E por um decreto dos Deuses, o mar nos foi proibido. Os rochedos altos, as costas brilhantes com ondas de cristal que quebravam ao colidir-se com as rochas, agora não passa de um sonho distante para aqueles que ouviram sua histórias. A torre alva elevava- se lá ao sul, como um imenso astro de Marfim, esta será a luz de esperança nessa época tão gélida e tão tristonha de lamentações e sombras macabras.
Eu pergunto: Onde estão os heróis? Sim, eles, os altruístas que sacrificam-se por míseros sinais de luz ? E as riquezas que os piratas sempre vinham buscar ?
Clamei por um marinheiro. Sim, ele! De nobre linhagem, único de coragem. Pedi a ele que enfrentasse o gigantesco oceano traiçoeiro que tinha olhar penetrante, azul surreal....
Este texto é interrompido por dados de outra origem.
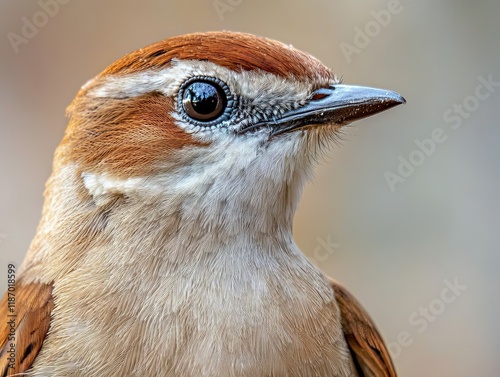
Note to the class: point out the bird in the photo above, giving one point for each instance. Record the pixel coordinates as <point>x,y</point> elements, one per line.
<point>165,245</point>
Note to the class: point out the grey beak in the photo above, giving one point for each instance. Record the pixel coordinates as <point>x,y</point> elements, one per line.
<point>337,104</point>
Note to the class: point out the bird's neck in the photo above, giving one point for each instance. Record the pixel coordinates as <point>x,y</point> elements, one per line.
<point>164,221</point>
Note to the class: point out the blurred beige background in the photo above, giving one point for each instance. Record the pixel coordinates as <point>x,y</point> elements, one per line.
<point>396,250</point>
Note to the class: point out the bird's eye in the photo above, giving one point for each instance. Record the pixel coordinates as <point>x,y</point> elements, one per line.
<point>205,100</point>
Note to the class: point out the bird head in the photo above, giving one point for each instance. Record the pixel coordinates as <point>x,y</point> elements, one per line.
<point>228,124</point>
Pedi que, como uma ave da realeza e paz, voasse até o seio da honestidade. Pisou descalçado na areia fina de uma pequena praia de lucidez. Nesse lugar, a tal da imortalidade nunca havia sido tão suja por homens simples de sangue forte.. Em um ato de bravura e empáfia, o marinheiro foi abraçado pelo Deus dos Mares...Foi concedido a ele uma proposta: Devolver-nos-ia nosso belo Mar se o marinheiro permanecesse de vigília durante toda a eternidade. Proposta aceita. A lua e ao Sol foi dado o espírito de astros imortais, protegendo assim todo o firmamento. Lá, além dos limites da existência, as sombras voavam já sem as correntes dos pecados. Dia e noite o marinheiro viajava, empunhando sua espada e sua bandeira, pronto para brigar com o frio e a morte, tendo na face o brilho dos Deuses, a luz da vida, estrela do coração do oceano.